Q: Can I fry the shells instead of baking them?
Yes! If you want a more traditional cannoli shell, you can deep-fry them in oil until golden. But baking keeps things lighter and easier.

Q: Can I make this recipe without cannoli forms?
If you don’t own cannoli tubes, you can improvise by wrapping the dough around rolled-up aluminum foil cylinders.

Q: Can I use homemade pie dough?
Absolutely. A buttery homemade pie crust will make the shells even more flavorful.

Q: What can I substitute for marshmallow fluff?
If you don’t have fluff, you can use melted marshmallows or even a meringue-style frosting for a similar effect.
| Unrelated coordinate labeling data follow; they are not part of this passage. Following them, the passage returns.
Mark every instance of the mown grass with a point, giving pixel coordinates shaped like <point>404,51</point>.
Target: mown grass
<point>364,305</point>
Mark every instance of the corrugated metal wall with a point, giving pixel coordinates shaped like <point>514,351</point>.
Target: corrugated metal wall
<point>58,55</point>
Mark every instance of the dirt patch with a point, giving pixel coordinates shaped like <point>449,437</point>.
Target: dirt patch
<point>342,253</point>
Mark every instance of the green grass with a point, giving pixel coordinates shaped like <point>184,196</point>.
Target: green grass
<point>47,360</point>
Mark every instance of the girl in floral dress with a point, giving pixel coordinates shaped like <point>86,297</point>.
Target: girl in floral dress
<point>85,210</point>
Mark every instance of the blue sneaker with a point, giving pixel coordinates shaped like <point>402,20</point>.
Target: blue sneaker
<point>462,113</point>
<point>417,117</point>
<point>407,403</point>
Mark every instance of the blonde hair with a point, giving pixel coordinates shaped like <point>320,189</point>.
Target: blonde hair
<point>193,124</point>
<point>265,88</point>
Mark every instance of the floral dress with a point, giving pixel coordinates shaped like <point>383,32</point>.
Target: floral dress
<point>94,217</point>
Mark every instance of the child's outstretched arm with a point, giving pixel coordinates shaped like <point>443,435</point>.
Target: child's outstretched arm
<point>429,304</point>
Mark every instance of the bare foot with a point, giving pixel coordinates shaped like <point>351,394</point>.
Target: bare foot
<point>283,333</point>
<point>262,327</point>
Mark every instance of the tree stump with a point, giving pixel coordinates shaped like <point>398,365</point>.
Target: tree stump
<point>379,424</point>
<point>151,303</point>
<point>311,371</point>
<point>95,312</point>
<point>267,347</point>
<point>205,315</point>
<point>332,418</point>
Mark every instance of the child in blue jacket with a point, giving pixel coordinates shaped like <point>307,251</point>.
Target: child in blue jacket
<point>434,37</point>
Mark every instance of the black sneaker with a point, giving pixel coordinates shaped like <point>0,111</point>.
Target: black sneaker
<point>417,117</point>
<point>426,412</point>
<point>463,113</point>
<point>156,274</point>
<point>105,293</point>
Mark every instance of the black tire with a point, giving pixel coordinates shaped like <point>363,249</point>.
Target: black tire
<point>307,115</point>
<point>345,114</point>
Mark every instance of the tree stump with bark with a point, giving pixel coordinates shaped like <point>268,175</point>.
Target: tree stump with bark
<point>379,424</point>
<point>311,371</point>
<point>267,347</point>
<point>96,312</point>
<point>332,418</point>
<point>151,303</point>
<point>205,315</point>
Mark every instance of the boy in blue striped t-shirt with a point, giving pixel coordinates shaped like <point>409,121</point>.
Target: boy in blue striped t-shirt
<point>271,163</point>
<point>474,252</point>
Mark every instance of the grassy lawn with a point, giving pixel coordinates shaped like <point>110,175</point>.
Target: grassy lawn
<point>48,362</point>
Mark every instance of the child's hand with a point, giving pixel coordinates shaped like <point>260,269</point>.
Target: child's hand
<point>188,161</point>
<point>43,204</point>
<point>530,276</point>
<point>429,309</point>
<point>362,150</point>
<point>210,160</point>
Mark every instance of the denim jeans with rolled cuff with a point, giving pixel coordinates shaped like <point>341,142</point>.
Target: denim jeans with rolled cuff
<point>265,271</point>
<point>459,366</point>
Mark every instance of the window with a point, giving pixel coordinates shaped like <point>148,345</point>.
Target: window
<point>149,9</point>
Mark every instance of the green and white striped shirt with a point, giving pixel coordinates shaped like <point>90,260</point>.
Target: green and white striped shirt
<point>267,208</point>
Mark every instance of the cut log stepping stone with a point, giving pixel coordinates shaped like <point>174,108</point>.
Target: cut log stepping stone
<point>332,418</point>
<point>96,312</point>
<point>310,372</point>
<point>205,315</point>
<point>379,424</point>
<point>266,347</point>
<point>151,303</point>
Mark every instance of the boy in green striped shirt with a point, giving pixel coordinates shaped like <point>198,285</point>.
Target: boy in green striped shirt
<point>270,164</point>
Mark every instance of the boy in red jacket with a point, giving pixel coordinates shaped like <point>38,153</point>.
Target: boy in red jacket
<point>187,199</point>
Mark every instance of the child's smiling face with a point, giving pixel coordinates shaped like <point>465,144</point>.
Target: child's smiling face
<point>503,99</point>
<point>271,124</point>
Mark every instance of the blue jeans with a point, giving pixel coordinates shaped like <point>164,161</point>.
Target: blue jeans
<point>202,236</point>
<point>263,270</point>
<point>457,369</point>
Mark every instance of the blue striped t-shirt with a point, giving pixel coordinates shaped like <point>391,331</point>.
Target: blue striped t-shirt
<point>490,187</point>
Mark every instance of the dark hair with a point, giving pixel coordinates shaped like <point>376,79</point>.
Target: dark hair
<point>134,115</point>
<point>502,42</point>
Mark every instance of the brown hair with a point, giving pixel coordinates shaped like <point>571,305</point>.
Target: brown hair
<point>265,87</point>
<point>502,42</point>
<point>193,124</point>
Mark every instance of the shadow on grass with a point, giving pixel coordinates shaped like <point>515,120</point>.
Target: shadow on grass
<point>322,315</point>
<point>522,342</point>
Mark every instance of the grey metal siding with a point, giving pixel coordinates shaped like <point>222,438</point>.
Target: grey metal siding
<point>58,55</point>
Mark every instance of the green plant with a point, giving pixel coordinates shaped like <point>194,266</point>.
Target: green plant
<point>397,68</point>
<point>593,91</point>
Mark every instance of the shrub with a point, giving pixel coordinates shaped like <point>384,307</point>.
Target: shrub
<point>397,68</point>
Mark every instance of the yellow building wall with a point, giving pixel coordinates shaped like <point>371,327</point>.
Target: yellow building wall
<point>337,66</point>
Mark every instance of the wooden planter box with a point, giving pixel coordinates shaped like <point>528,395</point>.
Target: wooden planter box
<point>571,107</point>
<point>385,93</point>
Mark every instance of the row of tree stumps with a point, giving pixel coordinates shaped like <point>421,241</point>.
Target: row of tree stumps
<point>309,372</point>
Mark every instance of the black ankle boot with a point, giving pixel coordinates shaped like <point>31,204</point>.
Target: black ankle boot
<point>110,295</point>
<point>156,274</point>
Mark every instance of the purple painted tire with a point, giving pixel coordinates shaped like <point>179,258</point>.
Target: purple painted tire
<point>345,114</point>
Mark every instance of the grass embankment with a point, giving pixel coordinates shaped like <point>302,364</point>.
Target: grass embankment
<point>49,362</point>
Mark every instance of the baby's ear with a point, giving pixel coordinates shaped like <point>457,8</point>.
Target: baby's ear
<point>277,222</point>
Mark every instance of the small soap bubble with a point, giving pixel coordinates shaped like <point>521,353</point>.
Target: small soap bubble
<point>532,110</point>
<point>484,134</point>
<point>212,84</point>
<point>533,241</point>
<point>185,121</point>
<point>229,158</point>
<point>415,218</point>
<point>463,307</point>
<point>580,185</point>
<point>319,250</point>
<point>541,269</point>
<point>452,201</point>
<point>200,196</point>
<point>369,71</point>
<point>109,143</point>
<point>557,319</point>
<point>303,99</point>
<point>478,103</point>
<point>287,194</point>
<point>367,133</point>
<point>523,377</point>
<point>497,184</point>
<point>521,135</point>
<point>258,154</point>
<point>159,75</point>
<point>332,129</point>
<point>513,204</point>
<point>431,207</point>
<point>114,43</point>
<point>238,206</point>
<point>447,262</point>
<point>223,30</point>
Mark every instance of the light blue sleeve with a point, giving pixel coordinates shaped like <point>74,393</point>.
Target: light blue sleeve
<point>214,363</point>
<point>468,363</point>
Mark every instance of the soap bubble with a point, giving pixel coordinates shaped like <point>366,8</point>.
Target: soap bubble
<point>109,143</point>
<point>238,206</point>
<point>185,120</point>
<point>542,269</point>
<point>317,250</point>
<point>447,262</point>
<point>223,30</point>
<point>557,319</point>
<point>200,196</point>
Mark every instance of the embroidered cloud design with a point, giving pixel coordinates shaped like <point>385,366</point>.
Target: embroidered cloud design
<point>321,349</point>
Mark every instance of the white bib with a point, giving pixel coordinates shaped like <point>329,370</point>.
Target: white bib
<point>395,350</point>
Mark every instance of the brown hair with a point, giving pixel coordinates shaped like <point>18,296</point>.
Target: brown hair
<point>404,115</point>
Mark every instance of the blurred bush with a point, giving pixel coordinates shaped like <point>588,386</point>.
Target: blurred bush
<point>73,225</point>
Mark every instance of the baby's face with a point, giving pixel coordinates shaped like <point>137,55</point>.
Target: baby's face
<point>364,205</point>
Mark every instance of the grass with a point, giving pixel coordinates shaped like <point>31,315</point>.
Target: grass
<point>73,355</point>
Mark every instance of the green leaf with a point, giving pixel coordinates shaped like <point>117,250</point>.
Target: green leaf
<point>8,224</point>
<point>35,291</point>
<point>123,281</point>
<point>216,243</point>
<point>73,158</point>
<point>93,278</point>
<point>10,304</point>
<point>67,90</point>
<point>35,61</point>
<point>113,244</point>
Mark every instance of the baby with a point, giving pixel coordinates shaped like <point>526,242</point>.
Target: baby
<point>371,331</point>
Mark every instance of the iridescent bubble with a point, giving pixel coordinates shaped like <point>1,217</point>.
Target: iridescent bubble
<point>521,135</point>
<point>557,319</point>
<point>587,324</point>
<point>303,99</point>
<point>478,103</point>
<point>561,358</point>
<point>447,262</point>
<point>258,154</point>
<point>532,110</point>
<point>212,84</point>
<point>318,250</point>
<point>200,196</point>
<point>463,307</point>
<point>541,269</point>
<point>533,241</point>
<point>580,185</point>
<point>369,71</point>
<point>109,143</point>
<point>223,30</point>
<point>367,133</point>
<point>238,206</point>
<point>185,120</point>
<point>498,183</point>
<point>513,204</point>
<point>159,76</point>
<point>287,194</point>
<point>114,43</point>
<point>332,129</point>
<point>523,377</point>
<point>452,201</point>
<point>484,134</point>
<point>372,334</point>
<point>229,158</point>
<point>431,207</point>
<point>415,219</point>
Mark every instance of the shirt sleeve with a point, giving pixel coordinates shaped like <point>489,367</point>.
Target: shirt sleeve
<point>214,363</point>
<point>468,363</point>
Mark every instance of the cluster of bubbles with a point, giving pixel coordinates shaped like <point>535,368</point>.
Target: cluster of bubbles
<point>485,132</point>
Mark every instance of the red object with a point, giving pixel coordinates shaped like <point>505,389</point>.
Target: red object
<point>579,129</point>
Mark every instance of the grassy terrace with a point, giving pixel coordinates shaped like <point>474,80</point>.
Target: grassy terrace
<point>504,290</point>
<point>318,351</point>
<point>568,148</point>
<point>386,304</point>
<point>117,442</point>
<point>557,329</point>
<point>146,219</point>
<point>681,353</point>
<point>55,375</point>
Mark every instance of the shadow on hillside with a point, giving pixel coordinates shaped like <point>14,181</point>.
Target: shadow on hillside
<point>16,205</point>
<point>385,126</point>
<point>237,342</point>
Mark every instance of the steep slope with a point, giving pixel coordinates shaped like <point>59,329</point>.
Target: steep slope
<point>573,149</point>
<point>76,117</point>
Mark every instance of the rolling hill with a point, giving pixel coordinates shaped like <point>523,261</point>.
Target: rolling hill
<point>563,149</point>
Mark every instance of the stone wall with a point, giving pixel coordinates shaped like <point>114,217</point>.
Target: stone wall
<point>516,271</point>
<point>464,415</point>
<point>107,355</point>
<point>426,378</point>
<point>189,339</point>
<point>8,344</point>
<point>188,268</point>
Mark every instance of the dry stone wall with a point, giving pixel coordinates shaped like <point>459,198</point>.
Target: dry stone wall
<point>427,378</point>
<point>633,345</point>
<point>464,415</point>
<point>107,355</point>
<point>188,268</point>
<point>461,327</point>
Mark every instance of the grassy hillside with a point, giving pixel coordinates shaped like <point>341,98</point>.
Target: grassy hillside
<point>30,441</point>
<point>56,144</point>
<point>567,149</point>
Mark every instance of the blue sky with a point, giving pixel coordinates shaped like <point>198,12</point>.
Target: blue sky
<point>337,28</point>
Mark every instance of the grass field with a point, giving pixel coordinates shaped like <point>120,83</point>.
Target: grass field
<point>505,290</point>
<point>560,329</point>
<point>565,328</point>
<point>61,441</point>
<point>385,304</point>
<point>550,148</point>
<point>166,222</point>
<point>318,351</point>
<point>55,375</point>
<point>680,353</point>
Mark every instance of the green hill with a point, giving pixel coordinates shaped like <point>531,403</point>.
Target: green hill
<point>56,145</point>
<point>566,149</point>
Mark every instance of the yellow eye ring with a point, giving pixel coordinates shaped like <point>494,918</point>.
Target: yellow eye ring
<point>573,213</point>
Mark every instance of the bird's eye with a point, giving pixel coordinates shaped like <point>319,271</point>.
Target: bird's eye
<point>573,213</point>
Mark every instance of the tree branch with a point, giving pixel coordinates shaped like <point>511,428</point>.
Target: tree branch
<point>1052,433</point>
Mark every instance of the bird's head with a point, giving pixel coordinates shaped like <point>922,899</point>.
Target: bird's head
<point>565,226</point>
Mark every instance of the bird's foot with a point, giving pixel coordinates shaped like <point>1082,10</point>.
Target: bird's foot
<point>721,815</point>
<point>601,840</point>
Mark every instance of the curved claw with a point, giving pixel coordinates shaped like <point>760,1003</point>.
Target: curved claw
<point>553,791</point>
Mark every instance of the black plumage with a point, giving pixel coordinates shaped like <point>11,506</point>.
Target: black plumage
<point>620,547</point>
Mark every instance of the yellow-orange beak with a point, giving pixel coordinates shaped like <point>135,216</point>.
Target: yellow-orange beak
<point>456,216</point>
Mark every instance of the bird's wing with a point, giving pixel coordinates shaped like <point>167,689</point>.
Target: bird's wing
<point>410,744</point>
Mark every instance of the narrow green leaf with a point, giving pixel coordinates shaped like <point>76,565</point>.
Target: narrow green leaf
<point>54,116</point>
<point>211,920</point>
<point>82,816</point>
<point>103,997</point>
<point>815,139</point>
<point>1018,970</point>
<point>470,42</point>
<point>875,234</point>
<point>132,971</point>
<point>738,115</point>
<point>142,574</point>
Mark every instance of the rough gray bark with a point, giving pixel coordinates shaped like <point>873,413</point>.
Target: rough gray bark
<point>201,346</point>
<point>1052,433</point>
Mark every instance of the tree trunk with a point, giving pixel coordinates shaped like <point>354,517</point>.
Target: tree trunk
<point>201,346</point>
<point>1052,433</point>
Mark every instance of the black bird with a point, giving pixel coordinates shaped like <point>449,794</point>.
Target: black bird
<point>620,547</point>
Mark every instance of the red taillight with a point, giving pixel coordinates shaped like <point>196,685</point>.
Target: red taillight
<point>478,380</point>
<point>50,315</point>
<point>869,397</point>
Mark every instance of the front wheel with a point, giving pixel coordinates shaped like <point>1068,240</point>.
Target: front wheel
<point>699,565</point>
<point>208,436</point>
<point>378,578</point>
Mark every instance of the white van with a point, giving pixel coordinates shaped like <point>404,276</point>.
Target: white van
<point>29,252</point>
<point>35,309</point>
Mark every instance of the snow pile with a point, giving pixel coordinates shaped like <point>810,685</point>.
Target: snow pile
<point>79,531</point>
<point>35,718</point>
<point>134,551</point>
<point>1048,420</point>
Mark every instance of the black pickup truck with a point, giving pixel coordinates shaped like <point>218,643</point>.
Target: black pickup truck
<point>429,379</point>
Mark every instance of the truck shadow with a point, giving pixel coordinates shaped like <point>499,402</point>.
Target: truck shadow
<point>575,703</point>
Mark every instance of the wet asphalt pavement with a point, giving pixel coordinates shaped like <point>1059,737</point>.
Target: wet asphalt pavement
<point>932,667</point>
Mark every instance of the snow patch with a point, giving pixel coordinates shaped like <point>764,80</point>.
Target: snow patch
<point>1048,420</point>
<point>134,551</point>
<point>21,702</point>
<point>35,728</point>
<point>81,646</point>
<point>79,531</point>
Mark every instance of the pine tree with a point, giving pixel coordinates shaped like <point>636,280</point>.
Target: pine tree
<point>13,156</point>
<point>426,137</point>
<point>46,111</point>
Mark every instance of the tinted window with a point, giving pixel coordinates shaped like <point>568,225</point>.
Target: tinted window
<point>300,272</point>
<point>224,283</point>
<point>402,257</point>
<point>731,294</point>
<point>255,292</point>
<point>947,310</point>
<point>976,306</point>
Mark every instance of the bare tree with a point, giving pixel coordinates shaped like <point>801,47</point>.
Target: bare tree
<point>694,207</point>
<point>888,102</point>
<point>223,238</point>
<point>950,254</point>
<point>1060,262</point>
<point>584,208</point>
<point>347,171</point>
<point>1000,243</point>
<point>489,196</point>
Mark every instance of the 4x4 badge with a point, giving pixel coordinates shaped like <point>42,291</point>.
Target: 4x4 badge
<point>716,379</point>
 Why You’ll Love This Recipe

  • Combines two classic desserts: cannoli + lemon meringue pie
  • Baked, not fried → lighter and easier to prepare
  • Refreshing, tangy, and perfect for summer entertaining
  • Gorgeous presentation with minimal effort

 Final Thoughts

These Lemon Meringue Pie Cannolis are a true summer showstopper. They bring together the sunny flavor of lemon, the sweetness of marshmallow, and the light creaminess of whipped topping, all inside a crisp and golden shell. Whether you’re making them for a party, a holiday, or just to satisfy your sweet tooth, they’re guaranteed to disappear quickly.

Take the time to prepare them ahead, keep the filling chilled, and pipe right before serving for the best results. Every bite will remind you of sunshine, summer breezes, and the simple joy of homemade desserts.